Die entscheidende Deadline kommt aus Karlsruhe. Um zum 31. Dezember 2019 eine Neuregelung auf den Weg gebracht zu haben, wie vom Bundesverfassungsgericht verlangt, muss Scholz' Finanzministerium nun zügig handeln. Deshalb soll das Kabinett am 30. April über Grundsteuer entscheiden. „Dieser Termin ist erforderlich, um die vom Bundesverfassungsgericht bis zum 31. Dezember 2019 gesetzte Frist für die Neuregelung einzuhalten“, heißt es in einem Anschreiben an die anderen Ministerien, aus dem die Deutsche Presse-Agentur zitiert. Scholz gab seine Vorschläge am Dienstag in die so genannte Ressortabstimmung. Nun haben die übrigen Ministerien Gelegenheit bis zum 23. April Stellung zu beziehen.

Wie stehen die Chancen, dass Scholz' Reformkonzept durchs Kabinett kommt?

Zum größten Problem für Scholz und seine Reformpläne dürfte Bayern werden.
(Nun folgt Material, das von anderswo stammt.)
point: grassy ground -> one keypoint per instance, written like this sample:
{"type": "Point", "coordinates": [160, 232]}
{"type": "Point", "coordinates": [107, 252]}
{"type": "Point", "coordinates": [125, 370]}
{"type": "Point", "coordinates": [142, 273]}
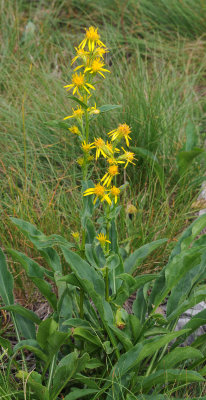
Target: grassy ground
{"type": "Point", "coordinates": [157, 64]}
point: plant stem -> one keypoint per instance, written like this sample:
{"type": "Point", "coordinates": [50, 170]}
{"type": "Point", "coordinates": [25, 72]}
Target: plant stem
{"type": "Point", "coordinates": [81, 304]}
{"type": "Point", "coordinates": [107, 284]}
{"type": "Point", "coordinates": [51, 371]}
{"type": "Point", "coordinates": [18, 337]}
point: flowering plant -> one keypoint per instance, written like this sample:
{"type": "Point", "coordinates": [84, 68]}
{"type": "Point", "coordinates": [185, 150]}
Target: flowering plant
{"type": "Point", "coordinates": [89, 327]}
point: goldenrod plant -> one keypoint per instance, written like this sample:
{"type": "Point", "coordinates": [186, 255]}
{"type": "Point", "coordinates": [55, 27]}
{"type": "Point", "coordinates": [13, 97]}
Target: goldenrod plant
{"type": "Point", "coordinates": [90, 346]}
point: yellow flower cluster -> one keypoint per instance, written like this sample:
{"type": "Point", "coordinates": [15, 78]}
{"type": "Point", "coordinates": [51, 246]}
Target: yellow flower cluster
{"type": "Point", "coordinates": [91, 53]}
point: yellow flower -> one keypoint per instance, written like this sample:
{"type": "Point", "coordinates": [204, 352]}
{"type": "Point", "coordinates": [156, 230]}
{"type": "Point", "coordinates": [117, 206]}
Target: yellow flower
{"type": "Point", "coordinates": [131, 209]}
{"type": "Point", "coordinates": [102, 148]}
{"type": "Point", "coordinates": [74, 129]}
{"type": "Point", "coordinates": [128, 156]}
{"type": "Point", "coordinates": [78, 83]}
{"type": "Point", "coordinates": [112, 171]}
{"type": "Point", "coordinates": [78, 113]}
{"type": "Point", "coordinates": [115, 192]}
{"type": "Point", "coordinates": [81, 53]}
{"type": "Point", "coordinates": [92, 38]}
{"type": "Point", "coordinates": [100, 51]}
{"type": "Point", "coordinates": [122, 131]}
{"type": "Point", "coordinates": [80, 161]}
{"type": "Point", "coordinates": [96, 67]}
{"type": "Point", "coordinates": [76, 236]}
{"type": "Point", "coordinates": [86, 147]}
{"type": "Point", "coordinates": [102, 239]}
{"type": "Point", "coordinates": [100, 192]}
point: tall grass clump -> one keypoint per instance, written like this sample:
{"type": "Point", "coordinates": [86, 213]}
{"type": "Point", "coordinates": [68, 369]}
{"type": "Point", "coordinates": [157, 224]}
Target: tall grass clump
{"type": "Point", "coordinates": [92, 344]}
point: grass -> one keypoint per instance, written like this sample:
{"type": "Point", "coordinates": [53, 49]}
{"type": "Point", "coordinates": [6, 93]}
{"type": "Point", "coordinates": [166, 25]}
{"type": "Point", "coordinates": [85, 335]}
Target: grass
{"type": "Point", "coordinates": [157, 63]}
{"type": "Point", "coordinates": [157, 60]}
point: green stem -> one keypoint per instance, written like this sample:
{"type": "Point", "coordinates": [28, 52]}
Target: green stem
{"type": "Point", "coordinates": [81, 304]}
{"type": "Point", "coordinates": [18, 337]}
{"type": "Point", "coordinates": [107, 284]}
{"type": "Point", "coordinates": [51, 371]}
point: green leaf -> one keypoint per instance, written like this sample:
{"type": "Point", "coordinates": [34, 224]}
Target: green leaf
{"type": "Point", "coordinates": [130, 285]}
{"type": "Point", "coordinates": [178, 356]}
{"type": "Point", "coordinates": [122, 337]}
{"type": "Point", "coordinates": [88, 205]}
{"type": "Point", "coordinates": [174, 271]}
{"type": "Point", "coordinates": [135, 326]}
{"type": "Point", "coordinates": [77, 394]}
{"type": "Point", "coordinates": [152, 159]}
{"type": "Point", "coordinates": [25, 326]}
{"type": "Point", "coordinates": [49, 338]}
{"type": "Point", "coordinates": [90, 231]}
{"type": "Point", "coordinates": [94, 363]}
{"type": "Point", "coordinates": [63, 373]}
{"type": "Point", "coordinates": [6, 281]}
{"type": "Point", "coordinates": [189, 235]}
{"type": "Point", "coordinates": [83, 271]}
{"type": "Point", "coordinates": [185, 158]}
{"type": "Point", "coordinates": [86, 380]}
{"type": "Point", "coordinates": [33, 346]}
{"type": "Point", "coordinates": [83, 105]}
{"type": "Point", "coordinates": [6, 345]}
{"type": "Point", "coordinates": [139, 352]}
{"type": "Point", "coordinates": [191, 136]}
{"type": "Point", "coordinates": [195, 298]}
{"type": "Point", "coordinates": [137, 257]}
{"type": "Point", "coordinates": [87, 335]}
{"type": "Point", "coordinates": [28, 314]}
{"type": "Point", "coordinates": [139, 307]}
{"type": "Point", "coordinates": [40, 391]}
{"type": "Point", "coordinates": [166, 376]}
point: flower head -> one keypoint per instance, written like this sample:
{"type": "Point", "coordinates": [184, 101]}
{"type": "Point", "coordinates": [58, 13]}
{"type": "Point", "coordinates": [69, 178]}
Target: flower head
{"type": "Point", "coordinates": [86, 147]}
{"type": "Point", "coordinates": [122, 131]}
{"type": "Point", "coordinates": [81, 53]}
{"type": "Point", "coordinates": [102, 239]}
{"type": "Point", "coordinates": [76, 236]}
{"type": "Point", "coordinates": [112, 171]}
{"type": "Point", "coordinates": [80, 161]}
{"type": "Point", "coordinates": [96, 67]}
{"type": "Point", "coordinates": [115, 192]}
{"type": "Point", "coordinates": [79, 83]}
{"type": "Point", "coordinates": [100, 51]}
{"type": "Point", "coordinates": [100, 192]}
{"type": "Point", "coordinates": [78, 113]}
{"type": "Point", "coordinates": [102, 148]}
{"type": "Point", "coordinates": [128, 157]}
{"type": "Point", "coordinates": [74, 129]}
{"type": "Point", "coordinates": [92, 38]}
{"type": "Point", "coordinates": [93, 110]}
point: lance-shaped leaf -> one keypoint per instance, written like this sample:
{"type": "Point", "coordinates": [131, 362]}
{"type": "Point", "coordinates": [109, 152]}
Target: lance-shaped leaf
{"type": "Point", "coordinates": [6, 281]}
{"type": "Point", "coordinates": [41, 392]}
{"type": "Point", "coordinates": [130, 285]}
{"type": "Point", "coordinates": [33, 346]}
{"type": "Point", "coordinates": [179, 356]}
{"type": "Point", "coordinates": [77, 394]}
{"type": "Point", "coordinates": [139, 352]}
{"type": "Point", "coordinates": [136, 258]}
{"type": "Point", "coordinates": [28, 314]}
{"type": "Point", "coordinates": [65, 370]}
Schon während der Diskussionsphase war deutlich geworden, dass Bayern andere Reformansätze favorisiert als der Finanzminister. Nachdem dieser nun seine finalen Pläne offengelegt hatte, kommentierte Ministerpräsident Markus Söder gegenüber der „Süddeutschen Zeitung“ sogleich, sie seien „ein sehr enttäuschender Vorschlag“ und kündigte kämpferisch an: „Das wird so nicht Gesetz werden.“ Stein des Anstoßes für Söder: Scholz sei in keiner Weise auf die Bedenken Bayerns eingegangen. „Damit ist der Zug aufs falsche Gleis gesetzt.“

Auch aus der Union insgesamt gab es Kritik an den Plänen des SPD-Ministers. Ebenso wie die Kritiker aus Bayern, stoßen sich die Unionspolitiker daran, dass eine Öffnungsklausel fehle, die den Ländern eigene Regelungen erlauben und damit mehr Einfluss sichern würde. Unionsfraktionsvize Andreas Jung (CDU) sagte, die Fraktion könne der Reform ohne Länder-Öffnungsklausel nicht zustimmen. Der Vorschlag von Scholz sei nicht abgestimmt und damit kein Entwurf der Koalition“. Zwischen Kiel und Konstanz gebe es viele Unterschiede, auch zwischen Stadtstaaten und Flächenländern. „Wir wollen deshalb föderale Vielfalt und passgenaue Lösungen ermöglichen“, verlangte Jung.

Die SPD wiederum lehnt die Forderung der Union zu Öffnungsklauseln für die Länder ab. „Ein rechtlicher Flickenteppich mit unterschiedlichen Grundsteuer-Modellen in unterschiedlichen Bundesländern muss vermieden werden“, sagte SPD-Fraktionsvize Achim Post. Es müsse auch weiterhin um eine bundeseinheitliche Regelung gehen.

Dies lässt mutmaßen, dass Scholz' Pläne ohne Änderungen so sehr wahrscheinlich nicht das Kabinett passieren werden.